Collaboration emerged as the key to unlocking the power of emerging technology and tackling tough challenges for healthcare at the Healthcare Information and Management Systems Society (HIMSS) annual conference for 2025. CEO Hal Wolf called on all healthcare organizations (HCOs) to prepare for change, acknowledging the anxiety and uncertainty many feel amid rapid policy shifts. Healthcare leaders highlighted the lack of preparedness as the pace of change instills a sense of chaos. Vendor conversations revealed that they’re struggling with solutions and approaches for handling change. Lastly, the conference seemed to pay lip service to cybersecurity by relegating its tracks to the annex and by naming it as a pillar but not a priority.

Where Action Is Speaking Louder Than Words

While cybersecurity felt underrepresented — a reminder that we’re just one year post the Change Healthcare breach — many HCOs are collaborating to speed development of emerging technologies. HCOs can leverage the same or configurable algorithms and tools to meet similar needs. While we all need the tech, we don’t all need to build the tech. We heard and saw notable developments in key areas:

  • Agentic AI. Salesforce’s Agentforce for Health intends to reimagine healthcare with digital labor. Partnering with athenahealth, Agentforce streamlines tasks such as checking eligibility, scheduling appointments, and verifying insurance benefits. Talkdesk’s platform enhancements enable AI agents to use embedded call controls and conversation management tools within Epic. With Talkdesk Copilot, agentic AI manages calls, accesses patient information, schedules appointments, verifies benefits, and manages prescription refills, improving workflow and patient care.
  • Ambient listening.
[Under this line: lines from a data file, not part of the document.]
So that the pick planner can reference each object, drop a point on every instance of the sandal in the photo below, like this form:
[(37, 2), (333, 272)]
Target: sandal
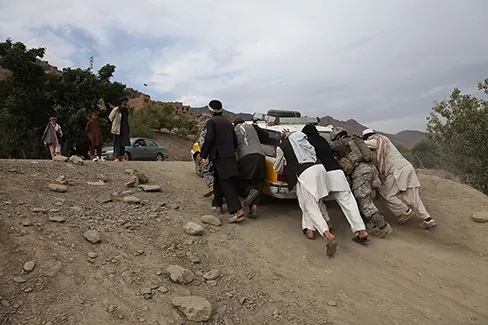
[(306, 235), (331, 248), (361, 240)]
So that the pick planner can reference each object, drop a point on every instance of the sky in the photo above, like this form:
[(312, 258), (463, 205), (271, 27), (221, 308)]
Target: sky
[(380, 62)]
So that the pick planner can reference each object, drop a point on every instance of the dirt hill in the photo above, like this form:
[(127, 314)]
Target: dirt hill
[(267, 271)]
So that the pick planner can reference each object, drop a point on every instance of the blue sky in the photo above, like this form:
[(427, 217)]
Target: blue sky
[(380, 62)]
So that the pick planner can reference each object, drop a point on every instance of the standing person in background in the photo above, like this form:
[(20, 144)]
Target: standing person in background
[(220, 148), (52, 137), (94, 134), (119, 117), (252, 164), (399, 183)]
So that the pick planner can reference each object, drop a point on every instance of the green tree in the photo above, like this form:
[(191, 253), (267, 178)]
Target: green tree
[(427, 153), (459, 125)]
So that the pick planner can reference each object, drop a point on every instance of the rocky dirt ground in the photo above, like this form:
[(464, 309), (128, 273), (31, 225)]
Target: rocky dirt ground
[(258, 272)]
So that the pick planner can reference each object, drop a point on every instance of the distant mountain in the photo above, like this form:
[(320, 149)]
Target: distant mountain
[(407, 138)]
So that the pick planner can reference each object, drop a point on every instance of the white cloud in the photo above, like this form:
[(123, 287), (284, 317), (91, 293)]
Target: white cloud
[(377, 60)]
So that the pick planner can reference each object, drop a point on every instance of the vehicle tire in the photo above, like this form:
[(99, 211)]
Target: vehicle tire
[(198, 170)]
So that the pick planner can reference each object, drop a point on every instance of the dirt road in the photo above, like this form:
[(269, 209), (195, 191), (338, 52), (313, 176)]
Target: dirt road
[(270, 273)]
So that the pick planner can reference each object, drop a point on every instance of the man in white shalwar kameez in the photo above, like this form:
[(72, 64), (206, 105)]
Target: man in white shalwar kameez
[(310, 178), (400, 185)]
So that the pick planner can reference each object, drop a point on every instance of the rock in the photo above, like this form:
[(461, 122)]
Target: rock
[(211, 220), (92, 254), (58, 219), (180, 275), (60, 158), (97, 183), (212, 275), (143, 179), (102, 178), (39, 210), (150, 188), (332, 303), (76, 160), (133, 181), (480, 216), (193, 229), (132, 199), (146, 293), (195, 308), (58, 188), (19, 279), (104, 199), (27, 223), (61, 180), (93, 236), (163, 289), (29, 266)]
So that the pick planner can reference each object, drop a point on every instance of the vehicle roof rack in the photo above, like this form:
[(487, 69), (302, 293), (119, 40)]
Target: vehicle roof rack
[(285, 120)]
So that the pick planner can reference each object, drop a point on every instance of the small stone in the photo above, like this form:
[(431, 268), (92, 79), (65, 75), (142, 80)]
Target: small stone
[(60, 158), (58, 188), (97, 183), (480, 216), (29, 266), (194, 259), (133, 181), (180, 275), (332, 303), (61, 180), (212, 275), (76, 160), (211, 220), (92, 254), (92, 236), (58, 219), (102, 178), (104, 199), (193, 229), (132, 200), (40, 210), (163, 289), (150, 188), (19, 279), (195, 308)]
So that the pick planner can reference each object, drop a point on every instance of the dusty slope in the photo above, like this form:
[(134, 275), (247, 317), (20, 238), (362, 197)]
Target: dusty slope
[(270, 273)]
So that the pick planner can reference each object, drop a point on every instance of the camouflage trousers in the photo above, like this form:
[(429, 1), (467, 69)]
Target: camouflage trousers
[(207, 170), (365, 180)]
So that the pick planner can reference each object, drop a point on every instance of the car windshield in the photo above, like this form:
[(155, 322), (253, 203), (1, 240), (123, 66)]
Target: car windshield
[(325, 135)]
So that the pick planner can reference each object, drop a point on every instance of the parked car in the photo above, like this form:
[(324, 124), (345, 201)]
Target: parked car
[(140, 149)]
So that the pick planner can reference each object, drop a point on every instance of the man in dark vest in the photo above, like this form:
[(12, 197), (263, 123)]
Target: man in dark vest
[(308, 174), (219, 147)]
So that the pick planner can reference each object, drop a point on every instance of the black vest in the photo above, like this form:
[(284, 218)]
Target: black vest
[(294, 168), (225, 138)]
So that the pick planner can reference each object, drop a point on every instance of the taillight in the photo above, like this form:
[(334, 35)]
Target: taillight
[(282, 176)]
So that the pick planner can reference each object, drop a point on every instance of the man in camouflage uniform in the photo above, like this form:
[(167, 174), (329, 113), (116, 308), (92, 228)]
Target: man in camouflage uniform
[(355, 159), (206, 166)]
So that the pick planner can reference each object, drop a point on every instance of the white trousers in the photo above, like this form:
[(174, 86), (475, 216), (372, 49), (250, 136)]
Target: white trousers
[(349, 207), (403, 200), (311, 212)]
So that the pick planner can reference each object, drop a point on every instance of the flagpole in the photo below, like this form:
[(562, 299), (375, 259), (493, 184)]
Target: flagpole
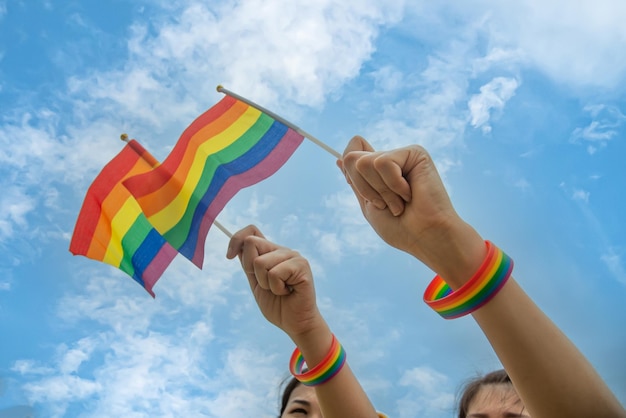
[(155, 162), (307, 135)]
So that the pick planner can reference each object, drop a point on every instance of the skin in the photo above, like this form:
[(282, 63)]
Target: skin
[(302, 403), (497, 401), (282, 284), (403, 198)]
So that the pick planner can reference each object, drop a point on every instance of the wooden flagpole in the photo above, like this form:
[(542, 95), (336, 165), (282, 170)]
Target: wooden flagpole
[(124, 137), (284, 121)]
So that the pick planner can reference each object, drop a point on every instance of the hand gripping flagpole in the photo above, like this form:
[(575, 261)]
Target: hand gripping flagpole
[(154, 162), (283, 121)]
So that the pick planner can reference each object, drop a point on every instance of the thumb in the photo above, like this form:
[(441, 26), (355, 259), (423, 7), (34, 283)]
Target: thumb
[(358, 143)]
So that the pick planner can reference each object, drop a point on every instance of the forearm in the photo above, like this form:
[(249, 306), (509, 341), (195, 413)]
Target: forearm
[(342, 396), (549, 373)]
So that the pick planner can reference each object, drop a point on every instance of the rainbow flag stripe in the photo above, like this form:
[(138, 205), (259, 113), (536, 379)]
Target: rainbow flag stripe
[(111, 227), (229, 147)]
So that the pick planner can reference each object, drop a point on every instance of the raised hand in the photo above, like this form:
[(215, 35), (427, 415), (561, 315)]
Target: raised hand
[(281, 282), (402, 196)]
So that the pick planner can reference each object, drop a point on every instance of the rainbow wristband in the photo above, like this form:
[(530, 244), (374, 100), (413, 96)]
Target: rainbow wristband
[(484, 285), (323, 372)]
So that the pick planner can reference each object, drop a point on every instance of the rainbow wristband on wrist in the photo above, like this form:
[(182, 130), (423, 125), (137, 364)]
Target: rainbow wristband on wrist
[(484, 285), (323, 372)]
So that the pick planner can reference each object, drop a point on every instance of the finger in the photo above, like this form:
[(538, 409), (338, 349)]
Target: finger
[(282, 271), (235, 245), (357, 143), (253, 248), (393, 167)]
Microsoft unveiled its Microsoft Dragon Copilot, which combines the natural language voice dictation of Dragon Medical One with the listening capabilities of DAX Copilot. The industry’s first unified voice AI assistant enables clinicians to streamline clinical documentation, automate tasks, and generate after-visit summaries, referral letters, and summaries of clinical evidence.
  • Intelligent healthcare organizations. Samsung Medical Center showcased its innovative use of AI, robots, and digital tools to enhance patient care and business operations. Samsung’s embrace of a collaborative culture led it to a completely redesigned process that incorporates emerging technologies and helps create an intelligent HCO. As a result of these ongoing efforts, the health system achieved a perfect HIMSS Digital Health Indicator score in October 2024.
  • Customer engagement. Arcadia and League teamed up to bring longitudinal patient data to League’s customer experience platform. As Michael Meucci, president and CEO of Arcadia, shared, “Functionally, Arcadia acts as the data and analytics hub to provide longitudinal patient records that will drive League’s consumer application with AI-based personalization and engagement to improve the patient experience.” HCOs will now be able to deliver individualized health recommendations and use AI and behavioral science to engage consumers.

HCOs Must Find Their Balance On AI And Cybersecurity

While the AI buzz captivated attendees, the lack of action and focus on cybersecurity will have sobering effects on the industry. AI, in its many forms, is useless if we do not protect the data as well as the organizations generating and using it. We also need to ensure that only authorized AI is being used by HCOs so they don’t risk leaking clinical data to public large language models and exposing patient records.